Prononcée par Emmanuel Lubanzadio, responsable Afrique de OpenAI, cette phrase a donné le ton d’un des échanges les plus stratégiques du sommet consacré à l’avenir de l’intelligence artificielle sur le continent.
Face à un public composé de chefs d’entreprise, d’investisseurs et de responsables publics africains, Emmanuel Lubanzadio a insisté sur l’importance d’une approche inclusive du développement de l’IA. Selon lui, l’enjeu ne réside plus uniquement dans l’accès à la technologie, mais surtout dans la capacité des populations africaines à s’approprier concrètement ces outils pour créer de la valeur, innover et transformer les économies locales.
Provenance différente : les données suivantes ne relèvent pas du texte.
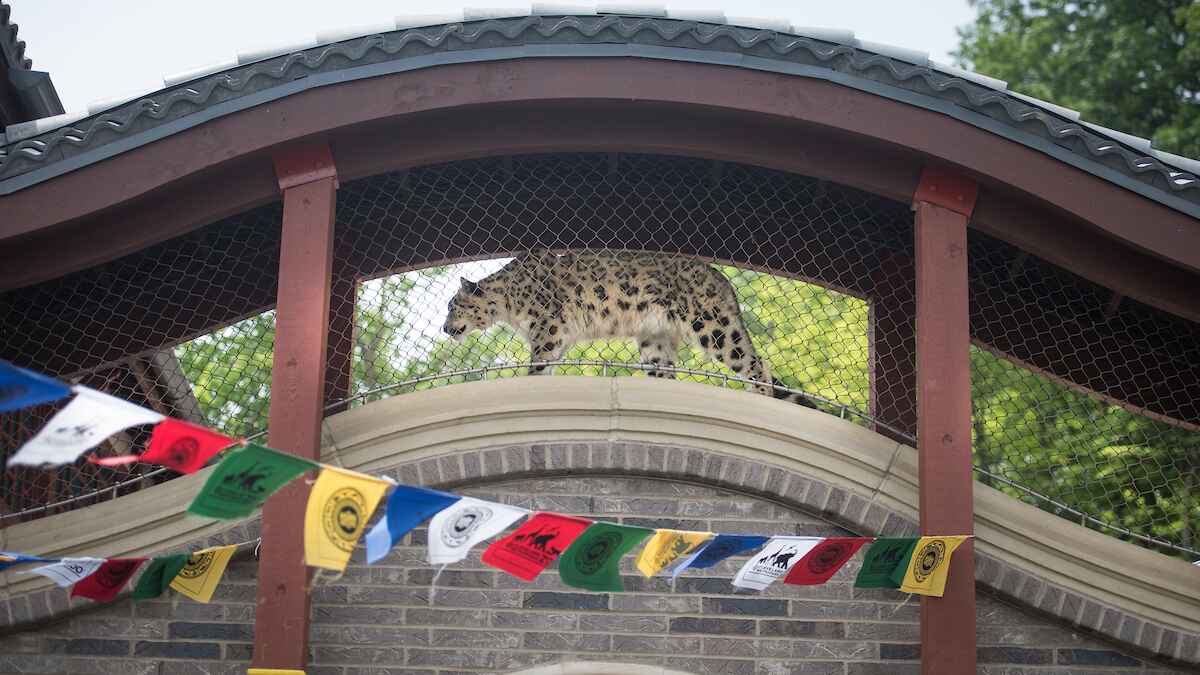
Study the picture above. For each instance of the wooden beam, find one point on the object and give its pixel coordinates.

Aujourd’hui, OpenAI revendique plus de 900 millions d’utilisateurs hebdomadaires dans le monde, dont une part croissante en Afrique. Mais pour l’entreprise américaine, la démocratisation de l’IA ne peut se limiter à la simple disponibilité des plateformes. Elle doit s’accompagner d’investissements dans les compétences, l’éducation numérique et l’écosystème des développeurs africains.
Trois initiatives majeures structurent actuellement cette stratégie sur le continent. La première est ChatGPT Go, une version plus accessible financièrement, pensée pour les marchés sensibles au prix. La deuxième concerne OpenAI Academy, un programme lancé en premier lieu au Nigeria afin de renforcer la culture et les compétences en intelligence artificielle. Enfin, le programme OpenAI Codex Ambassador vise à soutenir directement les communautés de développeurs africains à travers des rencontres, des formations et des initiatives locales.
À ce titre, un rendez-vous communautaire prévu cette semaine à Nairobi suscite déjà un fort engouement, avec plus de 300 inscriptions enregistrées.
Le message envoyé depuis Kigali montre que la prochaine phase de l’intelligence artificielle en Afrique sera portée moins par les plateformes elles-mêmes que par les développeurs, entrepreneurs et créateurs africains capables de transformer ces technologies en solutions concrètes adaptées aux réalités du continent.